There’s this tiny jolt that courses through me when I get a new blog comment or see the number “15” in that little, red Facebook box. Every time Twitter tells me I have a new follower, I feel it, too. It’s almost like those tools are saying, “Hey, Andi. You have a new friend.”
As much as I love social media (and I really do love it), as much as it has helped me make true, genuine friends, every new follower, every new “friend,” every commenter is not my friend. I have to work hard to remember that because if I don’t, I can easily begin to believe that I owe my best time and energy to social media, to my platform because that’s where my friends are.
The truth is, though, that I only have a few great friends in the world, a few people who carry part of my heart around with them, and I have to focus on those relationships to sustain them. I can’t give my heart to 3000 people. I won’t survive.
Similarly, I owe my best energy to creating amazing work that speaks the truth as I see it, not to building the platform that I will set that work on. It is the work that feeds me; talking about it does not.
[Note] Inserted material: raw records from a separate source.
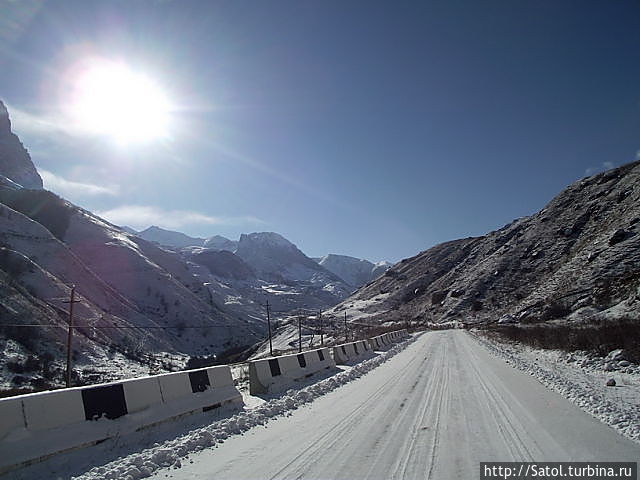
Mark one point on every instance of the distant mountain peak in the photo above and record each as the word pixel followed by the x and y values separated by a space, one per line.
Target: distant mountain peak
pixel 266 238
pixel 355 271
pixel 15 162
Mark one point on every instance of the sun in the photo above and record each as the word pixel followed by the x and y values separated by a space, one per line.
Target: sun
pixel 109 98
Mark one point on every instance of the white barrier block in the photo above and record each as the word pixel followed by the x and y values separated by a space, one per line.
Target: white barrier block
pixel 263 374
pixel 220 376
pixel 174 386
pixel 53 409
pixel 141 393
pixel 11 417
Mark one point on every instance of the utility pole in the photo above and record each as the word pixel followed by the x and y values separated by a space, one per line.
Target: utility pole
pixel 269 324
pixel 346 332
pixel 71 301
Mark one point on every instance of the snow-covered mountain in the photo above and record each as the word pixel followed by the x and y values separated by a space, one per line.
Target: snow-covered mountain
pixel 218 242
pixel 576 261
pixel 15 162
pixel 169 238
pixel 275 258
pixel 356 272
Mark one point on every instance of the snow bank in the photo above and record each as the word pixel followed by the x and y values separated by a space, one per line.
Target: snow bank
pixel 576 377
pixel 173 452
pixel 38 425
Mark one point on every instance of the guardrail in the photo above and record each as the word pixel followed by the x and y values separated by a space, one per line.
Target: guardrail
pixel 269 373
pixel 37 425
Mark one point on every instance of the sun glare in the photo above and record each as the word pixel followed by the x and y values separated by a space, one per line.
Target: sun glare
pixel 111 99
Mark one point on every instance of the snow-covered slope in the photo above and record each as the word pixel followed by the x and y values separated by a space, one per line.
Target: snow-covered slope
pixel 277 259
pixel 134 296
pixel 218 242
pixel 356 272
pixel 578 258
pixel 169 238
pixel 15 162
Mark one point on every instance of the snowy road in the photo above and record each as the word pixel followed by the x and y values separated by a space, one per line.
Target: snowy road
pixel 435 410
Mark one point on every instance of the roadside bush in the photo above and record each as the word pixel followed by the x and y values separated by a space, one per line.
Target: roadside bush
pixel 600 337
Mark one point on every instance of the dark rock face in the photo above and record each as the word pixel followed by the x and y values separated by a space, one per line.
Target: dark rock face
pixel 15 162
pixel 224 264
pixel 582 251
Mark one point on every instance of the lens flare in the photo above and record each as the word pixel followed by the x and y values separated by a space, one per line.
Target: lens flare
pixel 109 98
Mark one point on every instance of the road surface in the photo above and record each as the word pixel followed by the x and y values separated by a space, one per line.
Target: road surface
pixel 434 411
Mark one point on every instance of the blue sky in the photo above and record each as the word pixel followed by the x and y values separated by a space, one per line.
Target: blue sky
pixel 372 129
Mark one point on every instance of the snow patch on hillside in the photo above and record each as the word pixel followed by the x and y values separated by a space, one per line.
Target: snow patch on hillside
pixel 176 447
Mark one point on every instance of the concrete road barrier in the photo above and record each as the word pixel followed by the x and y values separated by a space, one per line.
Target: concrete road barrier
pixel 273 373
pixel 37 425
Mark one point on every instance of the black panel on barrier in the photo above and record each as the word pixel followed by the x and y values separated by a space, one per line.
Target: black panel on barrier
pixel 199 381
pixel 301 360
pixel 274 366
pixel 107 401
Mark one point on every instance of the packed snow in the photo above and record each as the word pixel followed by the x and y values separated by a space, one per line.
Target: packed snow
pixel 433 406
pixel 581 377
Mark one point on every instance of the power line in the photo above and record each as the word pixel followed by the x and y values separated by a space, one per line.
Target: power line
pixel 112 327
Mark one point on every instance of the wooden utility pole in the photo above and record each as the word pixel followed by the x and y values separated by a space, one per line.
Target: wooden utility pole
pixel 269 325
pixel 71 301
pixel 346 332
Social media has amazing benefits, and as a writer, it’s a necessity, especially in the eyes of publishers. Plus, I really have met people who I truly love and trust through this medium. I’m a fan of all these tools, even StumbleUpon, the forgotten social media baby.
For this reason and because – if I’m honest – writing can be quite lonely at times, I have to fight really hard not to put social media ahead of my writing. I have to remember that I can tweet a million times and get 25,000 followers, but if I don’t have anything worthwhile to say, I’m not only wasting my own time but the time of those 25,000 people who follow me. Having a platform is a big responsibility.
To me, a platform is hollow and fragile if I’m not writing well, if I’m not putting my best work into the pages of my book. If I’m giving that time in the glen to Facebook, then I’m not honoring what it is I am truly called to do, and my failure to do that leaves me aching. If I’m not careful, not only will my work suffer, but my platform will collapse and crush my spirit, like a deck built without the right foundation and support.
I’m not very good at this, at turning off the tabs on my browser and focusing on my work, but I’m going to get better because I am not called to tweet. I am called to write.
How do you find that balance between your social media platform and your real work? Any suggestions on how I can be better?